Robert, o psicótico terrorista que atende pelo sugestivo apelido de Eightball (a bola oito do bilhar), perde a paciência com a protagonista e a usa de exemplo para o resto dos passageiros, no estilo que um sequestrador faria. Mal sabia ele que estava despertando seu pior pesadelo… ou ao menos o do resto de sua equipe, já que a ideia de se tornar um vampiro parece sedutora para um psicótico.
Além das excelentes atuações de Robert Sheer (Eightball), Carl Anton Koch (Elias) e Peri Baumeister (Nadja), a trama se sustenta e as cenas de ação não se passam como num filme do gênero; não se trata de um filme de ação, mas de um filme com ação.

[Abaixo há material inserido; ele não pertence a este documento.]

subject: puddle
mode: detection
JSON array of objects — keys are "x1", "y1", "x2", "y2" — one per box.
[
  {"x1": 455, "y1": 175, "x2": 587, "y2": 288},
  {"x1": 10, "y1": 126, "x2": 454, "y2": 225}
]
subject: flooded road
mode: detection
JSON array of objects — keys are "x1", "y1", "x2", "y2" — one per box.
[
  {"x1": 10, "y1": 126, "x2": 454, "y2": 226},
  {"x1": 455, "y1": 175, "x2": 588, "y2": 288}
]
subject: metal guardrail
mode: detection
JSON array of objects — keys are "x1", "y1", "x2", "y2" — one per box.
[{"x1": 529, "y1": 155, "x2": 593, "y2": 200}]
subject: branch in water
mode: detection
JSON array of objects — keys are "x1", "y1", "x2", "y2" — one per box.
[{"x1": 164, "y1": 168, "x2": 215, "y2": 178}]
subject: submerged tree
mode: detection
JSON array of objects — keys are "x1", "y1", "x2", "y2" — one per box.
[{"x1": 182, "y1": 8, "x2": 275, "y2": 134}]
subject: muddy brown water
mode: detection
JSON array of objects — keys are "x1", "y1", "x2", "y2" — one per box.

O drama é tanto do sequestro do avião em si quanto da protagonista, lutando para não sucumbir à Besta e tendo que criar o filho em sua condição vampírica.
A cena de Nadja ralhando com o menino ainda bebê na forma de uma vampira sedenta por sangue enquanto o menino chora de fome, é uma metáfora perfeita da condição de mãe solteira, dramatizada em seu (quase) frenesi. E por que usei o termo “frenesi” e a expressão “sucumbir à Besta”? Veremos no próximo tópico.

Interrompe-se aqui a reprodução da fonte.